Reservoar batuan dasar terekah merupakan reservoar batuan beku dan batuan metamorf yang terekahkan secara alami, sehingga memiliki porositas dan permeabilitas sekunder yang dapat menjadi tempat terkonsentrasinya hidrokarbon. Indonesia merupakan salah satu negara yang memiliki potensi reservoar batuan dasar terekah, salah satunya berada pada Cekungan Sumatera Selatan. Pencarian rekahan pada reservoar batuan dasar terekah dinilai cukup rumit. Untuk itu, dibutuhkan metode yang tepat dalam memprediksi sebaran rekahan pada batuan dasar. Salah satu metode yang efektif dalam memetakan dan memodelkan sebaran rekahan pada batuan dasar terekah yaitu metode
Continuous Fracture Modeling (CFM). Metode ini memanfaatkan integrasi antara data seismik dengan data sumur melalui pendekatan
neural network, sehingga dinilai mampu mengakomodir kelemahan data seismik yang memiliki resolusi terbatas. Data
dip angle dan
dip azimuth dari data
log FMI digunakan untuk analisis rekahan disekitar sumur yang selanjutnya disebarkan secara lateral dalam model
grid 3D untuk memprediksi keberadaan rekahan pada daerah yang tidak memiliki data sumur
. Fracture driver terpilih (
maximum curvature, ant-track, variance, chaos, dip illumination, dan
3D edge enhancement) digunakan dalam proses
training dengan
fracture indicator untuk menghasilkan model intensitas rekahan. Pemilihan
fracture driver didasarkan oleh nilai korelasi, dimana korelasi terbesar terdapat pada atribut
passive ant-track sebesar 0.316 dengan
fracture indicator. Selanjutnya, model di validasi dengan data
Drill Stem Test (DST). Berdasarkan hasil data DST dan model intensitas rekahan menunjukkan bahwa, daerah dengan intensitas rekahan tinggi memiliki korelasi dengan keberadaan fluida berupa gas pada data DST.

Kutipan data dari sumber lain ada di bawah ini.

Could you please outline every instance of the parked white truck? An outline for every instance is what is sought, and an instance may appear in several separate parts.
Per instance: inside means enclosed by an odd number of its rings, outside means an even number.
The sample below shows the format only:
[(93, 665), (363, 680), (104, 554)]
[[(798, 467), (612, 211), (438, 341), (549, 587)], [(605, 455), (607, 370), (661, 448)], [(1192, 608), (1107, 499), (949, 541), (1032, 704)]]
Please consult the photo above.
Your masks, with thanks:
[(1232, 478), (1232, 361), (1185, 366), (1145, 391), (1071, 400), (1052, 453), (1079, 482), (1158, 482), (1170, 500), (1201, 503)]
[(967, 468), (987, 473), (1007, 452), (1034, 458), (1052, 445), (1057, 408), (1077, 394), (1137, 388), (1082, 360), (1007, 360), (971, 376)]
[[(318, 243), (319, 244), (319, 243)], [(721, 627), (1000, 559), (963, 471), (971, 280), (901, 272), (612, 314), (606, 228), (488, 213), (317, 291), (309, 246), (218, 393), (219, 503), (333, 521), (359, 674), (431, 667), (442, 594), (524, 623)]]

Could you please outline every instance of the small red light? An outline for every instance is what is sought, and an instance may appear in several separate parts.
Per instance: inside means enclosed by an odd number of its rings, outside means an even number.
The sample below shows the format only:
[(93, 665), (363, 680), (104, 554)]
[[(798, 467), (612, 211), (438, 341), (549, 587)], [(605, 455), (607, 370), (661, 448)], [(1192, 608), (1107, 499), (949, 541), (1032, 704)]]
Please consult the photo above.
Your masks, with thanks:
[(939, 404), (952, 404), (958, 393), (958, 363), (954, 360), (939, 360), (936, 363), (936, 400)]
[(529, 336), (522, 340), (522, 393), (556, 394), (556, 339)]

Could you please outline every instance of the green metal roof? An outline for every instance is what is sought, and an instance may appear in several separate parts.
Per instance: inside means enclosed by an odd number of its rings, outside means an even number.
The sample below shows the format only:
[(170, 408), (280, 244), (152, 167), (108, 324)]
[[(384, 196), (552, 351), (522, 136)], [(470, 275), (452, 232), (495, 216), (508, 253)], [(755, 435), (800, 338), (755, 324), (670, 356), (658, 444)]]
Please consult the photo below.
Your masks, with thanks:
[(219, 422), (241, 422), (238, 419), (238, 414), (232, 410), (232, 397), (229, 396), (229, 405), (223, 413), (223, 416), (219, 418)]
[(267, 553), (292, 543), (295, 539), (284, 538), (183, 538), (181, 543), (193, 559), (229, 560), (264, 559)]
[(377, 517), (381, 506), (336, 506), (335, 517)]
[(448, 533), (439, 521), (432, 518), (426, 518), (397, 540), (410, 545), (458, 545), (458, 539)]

Fractured basement reservoir is a reservoir of igneous rocks and metamorphic rocks that are naturally fractured, which has good secondary porosity and permeability which can act as a reservoir for hydrocarbon concentration. Indonesia is one country with a potential of fractured basement reservoir, one of which located in the South Sumatra Basin. Exploring fractured in the basement reservoir is quite tricky, for this reason, a proper method is required to predict the distribution of fractures in the fractured basement. One of the effective methods in mapping and modeling the distribution of fractures in the fractured basement exploration is the Continuous Fracture Modeling (CFM) method. This method utilizes the integration of seismic data and well log data through a neural network approach, which is capable to resolve the weaknesses of the seismic data which has limited resolution. Dip angle and dip azimuth data from log FMI, are used for fracture analysis around wells which later distributed in a 3D grid model to predict the existence of fractures in the area that does not have well log data. The selected fracture drivers (maximum curvature, ant-track, variance, chaos, dip illumination, and 3D edge enhancement) are used for training process with fracture indicator to build the fracture intensity model. The fracture drivers were selected by its correlation value to the fracture indicator, where passive ant-track has the highest value at 0.316. Furthermore, the results of the model are validated with Drill Stem Test (DST) data. Based on the results of DST data and fracture intensity models show that areas with high fracture intensities have a correlation with the existence of gas fluid in the DST data.